So I’ve dipped my toe in the pool of M.A.S.K. collecting. I blame this on the guys on the Triple Takeover podcast. My brother and I both had M.A.S.K. toys when we were kids, but they are long gone. Since the toys we had are among the most sought after, and thus expensive, I decided to start anew with a more economical purchase. This black Corvette with the rad stripes is Raven!
Raven’s driver is Calhoun “Stonewall” Burns. He’s an escape artist, demolitions, and construction expert. A real Renaissance type, eh? His mask is code named Lilliput, and I bet you can guess what special powers it has. Love the bright, neon colors popping off that dark blue suit. The figure isn’t quite as articulated as, say, a GI Joe, but it’s more than enough.
BUT WAIT! Raven is no ordinary Corvette! (Is there such a thing?) Press a button and the spoiler pops up, revealing turbo thrusters! Press another and the entire front half of the car rotates 180 degrees! The noises the toy makes when you activate these mechanisms is very satisfying.
Rotate the tires around, and flip out particle blasters that can shoot in any direction! There are two blasters on top, plus two underneath. Underneath? What? Why would there be guns UNDERNEATH a car?

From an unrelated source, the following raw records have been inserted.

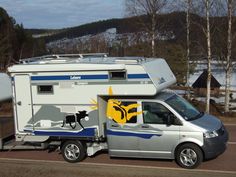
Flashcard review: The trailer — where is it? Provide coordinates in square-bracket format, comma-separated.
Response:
[2, 54, 228, 168]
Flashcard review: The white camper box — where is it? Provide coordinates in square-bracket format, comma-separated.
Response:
[3, 54, 176, 155]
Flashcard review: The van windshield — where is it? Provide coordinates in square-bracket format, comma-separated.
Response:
[165, 95, 204, 121]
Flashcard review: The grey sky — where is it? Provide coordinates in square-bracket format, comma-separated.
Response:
[0, 0, 124, 28]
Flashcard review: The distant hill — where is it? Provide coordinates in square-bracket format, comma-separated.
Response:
[28, 12, 208, 43]
[0, 7, 46, 70]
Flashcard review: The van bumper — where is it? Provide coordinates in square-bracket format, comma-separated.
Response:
[202, 129, 229, 159]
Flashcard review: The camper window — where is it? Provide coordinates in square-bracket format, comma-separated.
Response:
[38, 85, 53, 94]
[109, 71, 126, 80]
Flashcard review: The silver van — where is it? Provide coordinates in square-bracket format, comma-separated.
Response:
[107, 91, 228, 168]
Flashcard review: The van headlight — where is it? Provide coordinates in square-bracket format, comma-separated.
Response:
[203, 131, 218, 138]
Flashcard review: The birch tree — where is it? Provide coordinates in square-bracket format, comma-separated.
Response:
[225, 0, 233, 112]
[185, 0, 192, 98]
[125, 0, 167, 57]
[204, 0, 212, 113]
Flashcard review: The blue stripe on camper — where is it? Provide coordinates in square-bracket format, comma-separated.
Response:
[31, 74, 108, 81]
[106, 130, 162, 139]
[31, 74, 149, 81]
[33, 128, 95, 137]
[128, 74, 149, 79]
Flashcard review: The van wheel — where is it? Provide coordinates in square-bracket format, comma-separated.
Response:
[61, 141, 85, 163]
[176, 144, 203, 169]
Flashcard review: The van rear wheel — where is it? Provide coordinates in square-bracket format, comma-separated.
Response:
[176, 144, 203, 169]
[61, 141, 85, 163]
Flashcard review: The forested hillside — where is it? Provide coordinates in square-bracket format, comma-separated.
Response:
[0, 7, 46, 70]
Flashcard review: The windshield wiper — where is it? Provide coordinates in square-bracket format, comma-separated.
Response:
[190, 112, 205, 120]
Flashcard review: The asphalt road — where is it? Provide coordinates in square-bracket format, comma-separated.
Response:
[0, 125, 236, 176]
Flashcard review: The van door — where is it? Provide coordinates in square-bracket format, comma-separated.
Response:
[14, 75, 33, 132]
[139, 102, 180, 158]
[106, 100, 139, 157]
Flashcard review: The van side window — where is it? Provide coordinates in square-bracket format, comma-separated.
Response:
[109, 71, 126, 80]
[37, 85, 53, 94]
[142, 102, 172, 124]
[113, 101, 137, 123]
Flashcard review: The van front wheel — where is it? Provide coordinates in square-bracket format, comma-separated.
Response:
[176, 144, 203, 169]
[61, 141, 85, 163]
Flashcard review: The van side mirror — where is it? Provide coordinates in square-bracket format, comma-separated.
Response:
[166, 113, 183, 126]
[166, 114, 174, 126]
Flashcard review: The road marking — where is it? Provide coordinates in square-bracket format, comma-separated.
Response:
[228, 142, 236, 144]
[0, 158, 236, 174]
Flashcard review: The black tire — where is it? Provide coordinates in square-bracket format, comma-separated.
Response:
[61, 140, 86, 163]
[175, 143, 203, 169]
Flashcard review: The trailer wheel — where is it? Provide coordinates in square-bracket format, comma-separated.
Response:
[61, 141, 85, 163]
[176, 143, 203, 169]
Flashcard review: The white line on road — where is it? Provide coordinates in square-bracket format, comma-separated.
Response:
[0, 158, 236, 174]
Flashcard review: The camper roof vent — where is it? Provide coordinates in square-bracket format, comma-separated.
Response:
[115, 60, 138, 64]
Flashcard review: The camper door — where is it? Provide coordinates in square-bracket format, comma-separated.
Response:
[14, 75, 33, 132]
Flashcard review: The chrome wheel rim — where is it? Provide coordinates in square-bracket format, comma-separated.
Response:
[64, 144, 80, 161]
[180, 148, 197, 167]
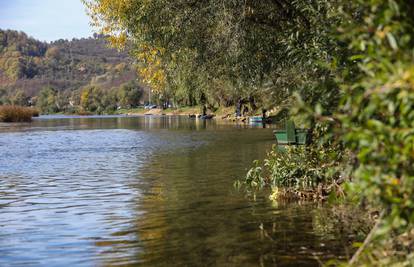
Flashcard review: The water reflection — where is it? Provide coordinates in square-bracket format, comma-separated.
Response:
[0, 116, 347, 266]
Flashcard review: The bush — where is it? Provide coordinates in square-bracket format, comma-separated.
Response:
[0, 105, 39, 122]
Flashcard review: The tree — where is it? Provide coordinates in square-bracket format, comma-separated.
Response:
[118, 81, 142, 108]
[36, 87, 59, 114]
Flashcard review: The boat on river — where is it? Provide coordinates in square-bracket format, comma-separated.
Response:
[249, 116, 263, 123]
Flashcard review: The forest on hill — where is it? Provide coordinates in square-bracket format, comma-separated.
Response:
[0, 29, 144, 113]
[84, 0, 414, 266]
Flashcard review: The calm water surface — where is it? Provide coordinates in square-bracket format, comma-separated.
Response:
[0, 116, 349, 266]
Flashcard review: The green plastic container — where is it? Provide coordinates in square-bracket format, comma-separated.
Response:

Because this is a FLYING CAR! Flip out the gull wing doors, and voila! That’s no Corvette, it’s a heavily armed super-fast seaplane! I love how the wings are reminiscent of the wing/doors on the Thunderhawk toy, just upside down. That pink/red interior looks great against the black, too, don’t you think?
“Stonewall” fits nicely inside, but for the life of me I couldn’t get the seat belt to latch with his mask on. How awesome is this toy? Everything about the transformation is very satisfying. Pushing buttons that release parts to move on their own is a wonderful feature. Also wonderful is Raven’s weapon: press a button on top and it shoots an “immobilizer disk” from the front bumper. (I forgot to take a pic of this, unfortunately).
I’m totally hooked on M.A.S.K. now, and giving serious thought to liquidating some Masterpiece Transformers to free up the funds and display space for more M.A.S.K. Will I buy every M.A.S.K. toy? Of course not. But four or five nice pieces would be a good representation of a toy line I enjoyed as a kid, and still have fond memories of as an adult. The hard part will be budgeting, as these toys have not been rereleased like more popular 80s toy lines like Transformers, Masters of the Universe, etc. So off I go, on a new toy-collecting quest, one I’m quite excited for.